Moreover, you'll be better prepared to envision and solve totally new problems or dream up completely new ways of applying these concepts. For example, we can apply HDR to scientific sensing and visualization. Above is an example of work undertaken jointly by Ryan Janzen on biological visual metasensing. Metasensing is the sensing of sensing (see my previous Instructable on Metasensing). Here we're visualizing vision. This is like a visual acuity test, and visual acuity varies widely over our field-of-view. So it is the perfect candidate for HDR metasensing. Here we use a pseudocolor scale to visualize a massive dynamic range in vision. With HDR sensing and metasensing, we can finally see and understand many physical phenomena beyond what was previously possible.

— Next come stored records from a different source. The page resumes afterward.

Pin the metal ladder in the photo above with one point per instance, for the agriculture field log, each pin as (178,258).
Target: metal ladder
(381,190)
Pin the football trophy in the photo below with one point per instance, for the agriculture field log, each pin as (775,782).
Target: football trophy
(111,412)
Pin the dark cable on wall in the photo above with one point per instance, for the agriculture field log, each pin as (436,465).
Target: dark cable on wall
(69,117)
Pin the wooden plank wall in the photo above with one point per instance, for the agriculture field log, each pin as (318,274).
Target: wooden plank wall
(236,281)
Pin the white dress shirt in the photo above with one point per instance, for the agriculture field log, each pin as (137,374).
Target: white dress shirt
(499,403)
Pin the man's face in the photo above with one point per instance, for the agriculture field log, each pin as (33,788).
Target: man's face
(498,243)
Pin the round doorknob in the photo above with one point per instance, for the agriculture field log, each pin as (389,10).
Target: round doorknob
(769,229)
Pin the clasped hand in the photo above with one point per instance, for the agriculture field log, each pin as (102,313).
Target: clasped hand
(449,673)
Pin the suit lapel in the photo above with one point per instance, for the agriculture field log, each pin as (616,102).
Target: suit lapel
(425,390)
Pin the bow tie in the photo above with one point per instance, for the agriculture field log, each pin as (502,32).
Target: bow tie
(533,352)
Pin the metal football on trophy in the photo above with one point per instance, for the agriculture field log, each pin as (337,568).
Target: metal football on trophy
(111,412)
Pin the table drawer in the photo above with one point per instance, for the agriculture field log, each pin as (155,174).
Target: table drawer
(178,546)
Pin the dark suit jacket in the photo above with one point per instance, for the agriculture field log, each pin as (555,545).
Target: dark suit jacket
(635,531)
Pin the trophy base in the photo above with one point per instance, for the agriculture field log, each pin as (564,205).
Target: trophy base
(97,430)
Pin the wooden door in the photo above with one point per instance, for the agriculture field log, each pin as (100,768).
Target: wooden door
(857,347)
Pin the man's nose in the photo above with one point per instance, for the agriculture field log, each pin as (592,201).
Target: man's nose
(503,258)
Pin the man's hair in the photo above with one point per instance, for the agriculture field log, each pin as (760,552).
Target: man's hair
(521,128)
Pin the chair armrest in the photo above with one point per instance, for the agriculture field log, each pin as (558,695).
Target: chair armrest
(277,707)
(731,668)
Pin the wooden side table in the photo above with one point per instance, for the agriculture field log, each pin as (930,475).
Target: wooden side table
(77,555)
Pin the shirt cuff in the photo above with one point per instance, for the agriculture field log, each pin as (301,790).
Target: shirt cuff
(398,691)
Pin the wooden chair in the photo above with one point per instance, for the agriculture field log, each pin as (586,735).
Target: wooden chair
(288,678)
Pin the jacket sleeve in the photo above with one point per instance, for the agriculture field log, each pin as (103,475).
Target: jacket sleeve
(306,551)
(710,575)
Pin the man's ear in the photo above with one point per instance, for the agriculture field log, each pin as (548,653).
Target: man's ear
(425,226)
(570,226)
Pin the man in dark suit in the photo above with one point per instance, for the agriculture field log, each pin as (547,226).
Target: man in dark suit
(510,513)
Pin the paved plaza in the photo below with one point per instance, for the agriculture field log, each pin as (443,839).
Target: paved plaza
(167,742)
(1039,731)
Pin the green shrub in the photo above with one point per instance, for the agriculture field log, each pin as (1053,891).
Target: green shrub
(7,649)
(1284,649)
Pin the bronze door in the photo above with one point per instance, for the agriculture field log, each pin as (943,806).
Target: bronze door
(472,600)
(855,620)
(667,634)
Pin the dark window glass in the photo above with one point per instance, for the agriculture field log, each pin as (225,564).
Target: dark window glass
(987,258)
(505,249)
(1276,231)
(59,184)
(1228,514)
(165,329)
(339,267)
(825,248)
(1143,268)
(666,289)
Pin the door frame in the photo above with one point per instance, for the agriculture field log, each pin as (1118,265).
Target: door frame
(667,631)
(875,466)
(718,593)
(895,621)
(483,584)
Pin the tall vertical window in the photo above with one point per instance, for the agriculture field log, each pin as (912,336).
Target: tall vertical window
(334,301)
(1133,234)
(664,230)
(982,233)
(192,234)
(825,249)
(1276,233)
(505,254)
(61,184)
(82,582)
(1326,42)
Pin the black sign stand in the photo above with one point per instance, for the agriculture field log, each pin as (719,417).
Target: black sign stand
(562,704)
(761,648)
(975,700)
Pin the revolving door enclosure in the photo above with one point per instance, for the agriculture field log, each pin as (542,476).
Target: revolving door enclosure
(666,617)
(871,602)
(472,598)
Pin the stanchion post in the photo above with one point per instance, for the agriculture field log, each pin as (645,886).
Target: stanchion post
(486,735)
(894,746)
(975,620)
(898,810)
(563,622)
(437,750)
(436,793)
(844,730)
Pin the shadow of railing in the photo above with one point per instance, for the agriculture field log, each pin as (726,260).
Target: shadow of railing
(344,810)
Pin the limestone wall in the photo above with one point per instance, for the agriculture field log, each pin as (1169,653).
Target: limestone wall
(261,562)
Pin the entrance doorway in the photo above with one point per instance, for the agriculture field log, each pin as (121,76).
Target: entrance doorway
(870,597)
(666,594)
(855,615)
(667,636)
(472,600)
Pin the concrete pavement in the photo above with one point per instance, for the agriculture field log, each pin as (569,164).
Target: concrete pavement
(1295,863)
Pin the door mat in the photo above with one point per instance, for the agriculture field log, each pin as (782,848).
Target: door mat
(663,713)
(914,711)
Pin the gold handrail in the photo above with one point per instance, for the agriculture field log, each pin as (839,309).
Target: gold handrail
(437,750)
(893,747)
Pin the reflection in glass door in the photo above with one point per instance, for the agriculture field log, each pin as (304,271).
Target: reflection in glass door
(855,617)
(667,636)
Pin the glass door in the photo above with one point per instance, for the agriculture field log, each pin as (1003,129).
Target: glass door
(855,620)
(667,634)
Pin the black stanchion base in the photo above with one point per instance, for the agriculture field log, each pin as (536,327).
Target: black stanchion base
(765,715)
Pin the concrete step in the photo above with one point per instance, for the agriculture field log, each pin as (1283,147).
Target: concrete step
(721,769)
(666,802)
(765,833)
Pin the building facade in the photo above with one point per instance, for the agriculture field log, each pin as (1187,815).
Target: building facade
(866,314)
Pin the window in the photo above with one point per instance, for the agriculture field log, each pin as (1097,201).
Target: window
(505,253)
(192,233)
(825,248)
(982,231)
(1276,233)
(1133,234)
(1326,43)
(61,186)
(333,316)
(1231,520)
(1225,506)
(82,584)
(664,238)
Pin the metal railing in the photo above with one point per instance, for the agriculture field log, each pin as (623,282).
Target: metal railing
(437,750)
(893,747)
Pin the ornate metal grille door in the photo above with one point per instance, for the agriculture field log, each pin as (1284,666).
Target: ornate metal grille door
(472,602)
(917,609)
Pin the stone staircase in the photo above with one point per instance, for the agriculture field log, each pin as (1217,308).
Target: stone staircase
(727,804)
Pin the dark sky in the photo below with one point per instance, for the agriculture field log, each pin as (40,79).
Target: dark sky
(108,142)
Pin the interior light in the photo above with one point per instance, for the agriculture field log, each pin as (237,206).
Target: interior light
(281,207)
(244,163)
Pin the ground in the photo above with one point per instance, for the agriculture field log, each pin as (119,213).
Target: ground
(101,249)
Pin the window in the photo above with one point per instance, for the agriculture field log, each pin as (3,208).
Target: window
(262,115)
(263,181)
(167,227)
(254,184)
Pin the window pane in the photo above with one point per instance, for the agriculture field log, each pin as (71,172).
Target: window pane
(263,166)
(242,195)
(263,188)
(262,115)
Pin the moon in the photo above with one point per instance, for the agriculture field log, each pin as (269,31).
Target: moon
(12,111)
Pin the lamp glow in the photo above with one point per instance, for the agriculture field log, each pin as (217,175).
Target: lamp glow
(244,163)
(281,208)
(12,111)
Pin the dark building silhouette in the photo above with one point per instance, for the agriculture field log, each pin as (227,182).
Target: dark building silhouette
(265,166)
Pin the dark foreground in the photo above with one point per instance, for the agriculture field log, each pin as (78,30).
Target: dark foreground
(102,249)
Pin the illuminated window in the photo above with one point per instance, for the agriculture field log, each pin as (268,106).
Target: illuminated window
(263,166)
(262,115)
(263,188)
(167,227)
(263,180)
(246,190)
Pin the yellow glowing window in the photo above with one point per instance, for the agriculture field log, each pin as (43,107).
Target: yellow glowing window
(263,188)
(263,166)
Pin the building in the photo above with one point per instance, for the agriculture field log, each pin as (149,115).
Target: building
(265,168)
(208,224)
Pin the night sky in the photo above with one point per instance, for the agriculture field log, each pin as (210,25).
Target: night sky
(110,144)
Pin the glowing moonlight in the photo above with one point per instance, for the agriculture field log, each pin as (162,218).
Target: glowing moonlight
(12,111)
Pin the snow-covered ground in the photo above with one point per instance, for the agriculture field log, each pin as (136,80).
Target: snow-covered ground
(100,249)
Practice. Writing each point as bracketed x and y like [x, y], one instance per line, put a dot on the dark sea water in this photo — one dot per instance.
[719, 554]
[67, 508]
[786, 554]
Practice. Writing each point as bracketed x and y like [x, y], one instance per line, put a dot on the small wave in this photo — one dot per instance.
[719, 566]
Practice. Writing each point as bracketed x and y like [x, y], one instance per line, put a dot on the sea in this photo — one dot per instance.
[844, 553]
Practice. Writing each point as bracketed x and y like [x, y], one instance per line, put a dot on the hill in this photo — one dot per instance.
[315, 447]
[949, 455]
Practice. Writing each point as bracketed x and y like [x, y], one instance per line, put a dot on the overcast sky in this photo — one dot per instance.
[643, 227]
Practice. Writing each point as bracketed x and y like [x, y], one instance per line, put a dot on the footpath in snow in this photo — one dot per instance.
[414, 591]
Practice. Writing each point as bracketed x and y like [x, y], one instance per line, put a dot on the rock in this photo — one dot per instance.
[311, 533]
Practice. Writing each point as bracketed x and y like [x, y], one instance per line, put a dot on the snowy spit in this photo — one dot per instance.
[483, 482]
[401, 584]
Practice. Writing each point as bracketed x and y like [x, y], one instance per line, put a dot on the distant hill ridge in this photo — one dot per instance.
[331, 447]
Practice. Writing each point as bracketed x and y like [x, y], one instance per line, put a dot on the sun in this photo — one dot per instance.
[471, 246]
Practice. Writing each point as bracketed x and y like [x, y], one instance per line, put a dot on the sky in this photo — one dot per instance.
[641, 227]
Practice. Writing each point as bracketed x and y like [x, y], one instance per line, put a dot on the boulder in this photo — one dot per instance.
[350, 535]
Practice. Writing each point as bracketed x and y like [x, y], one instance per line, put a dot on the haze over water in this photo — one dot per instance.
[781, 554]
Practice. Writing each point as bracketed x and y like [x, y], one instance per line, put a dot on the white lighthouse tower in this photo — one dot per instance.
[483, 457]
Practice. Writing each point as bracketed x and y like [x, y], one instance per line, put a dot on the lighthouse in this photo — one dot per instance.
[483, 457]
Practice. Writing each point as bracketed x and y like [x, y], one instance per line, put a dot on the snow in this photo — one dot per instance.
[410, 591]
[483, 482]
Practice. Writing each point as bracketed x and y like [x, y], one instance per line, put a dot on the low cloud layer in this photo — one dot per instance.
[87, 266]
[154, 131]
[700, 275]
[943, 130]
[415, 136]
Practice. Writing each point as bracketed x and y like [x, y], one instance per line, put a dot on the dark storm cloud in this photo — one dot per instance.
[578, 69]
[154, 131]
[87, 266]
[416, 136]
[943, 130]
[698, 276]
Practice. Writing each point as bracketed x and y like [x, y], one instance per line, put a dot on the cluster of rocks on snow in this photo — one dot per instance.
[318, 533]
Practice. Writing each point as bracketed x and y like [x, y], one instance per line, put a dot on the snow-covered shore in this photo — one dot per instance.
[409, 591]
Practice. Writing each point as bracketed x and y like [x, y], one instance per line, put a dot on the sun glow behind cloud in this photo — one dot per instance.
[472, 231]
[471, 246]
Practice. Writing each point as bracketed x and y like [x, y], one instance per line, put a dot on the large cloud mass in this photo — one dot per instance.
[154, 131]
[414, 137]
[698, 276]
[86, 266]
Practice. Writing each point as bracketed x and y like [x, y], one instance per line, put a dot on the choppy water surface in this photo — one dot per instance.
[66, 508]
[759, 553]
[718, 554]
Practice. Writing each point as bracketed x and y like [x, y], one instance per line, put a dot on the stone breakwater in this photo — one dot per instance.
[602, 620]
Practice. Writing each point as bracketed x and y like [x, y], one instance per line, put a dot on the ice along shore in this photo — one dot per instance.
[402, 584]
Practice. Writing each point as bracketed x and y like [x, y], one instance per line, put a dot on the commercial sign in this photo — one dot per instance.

Click on "I Made It!" If You Got As Far As the Comparagram

Even if you don't make it all the way through this Instructable, if you got as far as generating a comparagram, please share your results.

Try one or more of the following:

Capture a plurality of differently exposed recordings, such as some differently exposed images;
Construct a comparagram from an image with itself (this will help you understand comparagrams, and the result should be the histogram of the image along the diagonal);
Construct a comparagram from two different images that have the same exposure. Yes take a picture twice but with exactly the same camera settings, and then compute the comparagram of the two images. You should see some off-diagonal elements due to statistical noise. The "diagonal" line has fattened!;
Construct a comparagram from two differently exposed images, and upload the two images and the resulting comparagram under "I made it!";
Use the comparagram to combine the images;
Generate a CCRF from two images. This will have the same dimensions as the comparagram and the axes have the same meaning. The CCRF is a close relative of the comparagram and is an efficient way of representing and computing comparametic information;
Use the CCRF to combine two differently exposed images of the same subject matter. Compare the computational efficiency and image quality with (5) above. You should find that the images look better and are computed thousands of times faster.